This is a note I posted to our non-C2 clients this morning. Is everyone here who leverages automated algorithmic trading as fanatical about live trade signals matching backtest trade signals? If not, why not?
A little “behind the scenes” of some of the things we’re constantly auditing/monitoring.
An ABSOLUTE NON-NEGOTIABLE 100% requirement of ANY strategy we trade live is it HAS to line up with backtesting, PERFECTLY. EVERY trade, +/- 1 candle (minute), has to match with backtesting. Fill prices can vary due to slippage and other factors (which we factor into our backtesting and tuning P/L calculations), but the trade signals need to be a 100% MATCH.

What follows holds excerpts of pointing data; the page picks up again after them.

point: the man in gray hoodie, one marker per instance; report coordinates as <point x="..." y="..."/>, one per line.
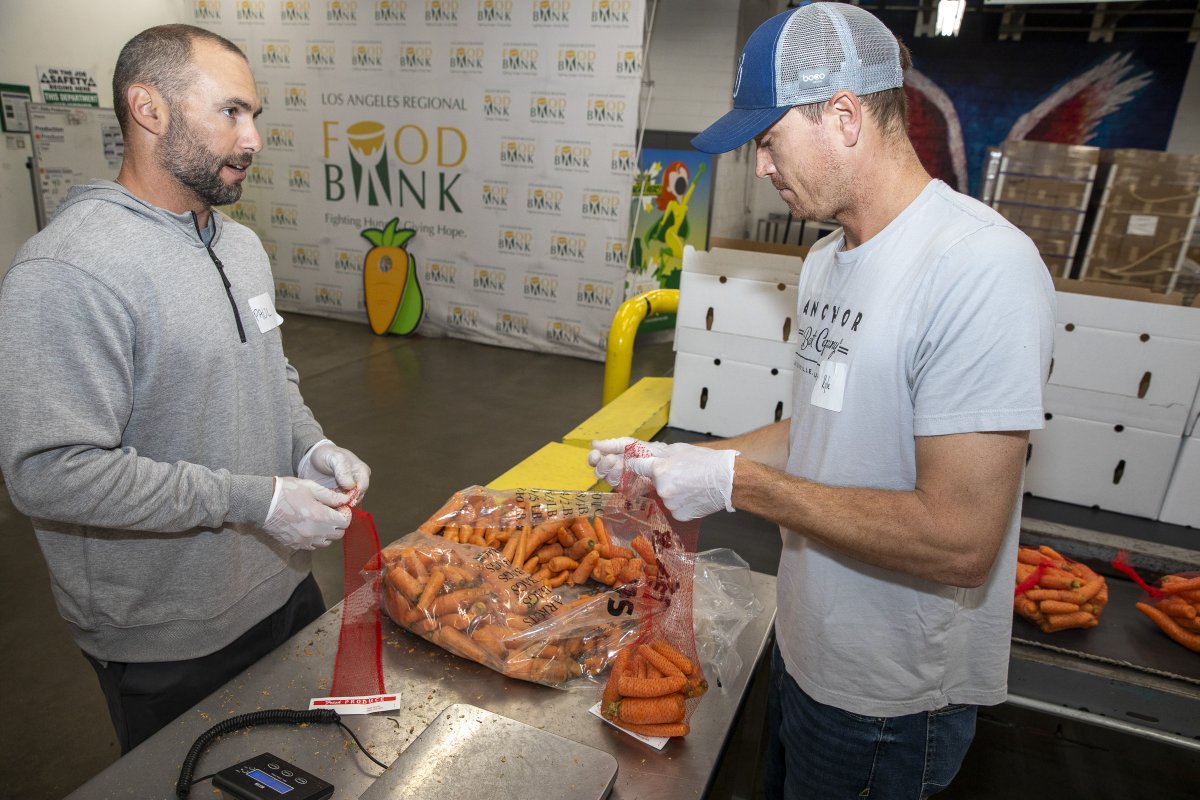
<point x="151" y="426"/>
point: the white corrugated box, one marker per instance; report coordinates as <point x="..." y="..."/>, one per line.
<point x="1181" y="505"/>
<point x="1114" y="467"/>
<point x="1126" y="362"/>
<point x="735" y="340"/>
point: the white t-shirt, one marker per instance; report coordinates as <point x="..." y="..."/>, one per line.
<point x="942" y="323"/>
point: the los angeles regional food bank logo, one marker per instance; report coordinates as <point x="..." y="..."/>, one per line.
<point x="390" y="290"/>
<point x="424" y="162"/>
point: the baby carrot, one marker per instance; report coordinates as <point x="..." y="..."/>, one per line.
<point x="432" y="587"/>
<point x="1057" y="607"/>
<point x="1170" y="627"/>
<point x="601" y="530"/>
<point x="1062" y="621"/>
<point x="642" y="547"/>
<point x="562" y="563"/>
<point x="664" y="665"/>
<point x="585" y="569"/>
<point x="649" y="710"/>
<point x="671" y="653"/>
<point x="1180" y="584"/>
<point x="630" y="686"/>
<point x="583" y="529"/>
<point x="667" y="729"/>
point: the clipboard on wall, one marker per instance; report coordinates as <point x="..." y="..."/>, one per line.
<point x="71" y="144"/>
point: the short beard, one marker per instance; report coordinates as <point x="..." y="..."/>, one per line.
<point x="196" y="167"/>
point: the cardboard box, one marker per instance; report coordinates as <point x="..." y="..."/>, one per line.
<point x="724" y="397"/>
<point x="1125" y="362"/>
<point x="1145" y="220"/>
<point x="1044" y="190"/>
<point x="1181" y="505"/>
<point x="1027" y="157"/>
<point x="736" y="334"/>
<point x="1111" y="467"/>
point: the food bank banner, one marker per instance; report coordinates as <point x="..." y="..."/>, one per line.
<point x="499" y="133"/>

ANY unexplained difference between live trade signals and backtest trade signals for a strategy, no matter how profitable the strategy is live, means that it is unreliable, and we are running something live other than what we have backtested/tuned.
Yesterday afternoon (1:39PM to be exact) I temporarily reduced the trade quantity for one of our strategies across the board, even though it’s profitable, as we have now observed several instances of this particular strategy having different trade signals than in backtesting.
When watching your account trade balance in real time, you will observe your open position quantity changing, but not always just buying/selling 100% of the open position. This is because, on the backend, we have multiple instances of multiple strategies all trading in your account, with different trade quantities allowed, entry/exit criteria, etc.
In the screenshot below for one of our live accounts, you’ll see four different strategies trading in this time period (since yesterday afternoon). The one with a trade quantity of 1 traded twice since yesterday afternoon, but you’ll notice in the first trade the time for the exit signal varied from the backtest by 18 minutes, also affecting ROI. That is a RED FLAG.
If it happens just once in a long blue moon, that can happen due to our market data provider sending subsequent corrected candles (which backtest then uses, but could be different than what we first received and ran live against). But if it happens multiple times (as it has now with this strategy in the last couple of weeks), EVEN IF PROFITABLE, it gets reduced or turned off completely until (and if) we can figure out and resolve the trade signal discrepancies.
Seems very wise to constantly check how well the live is matching backtests of the same period. I take it that both of these strategies have matched backtests closely since inception here as they did for this week. If so that has got to be of some comfort during drawdowns.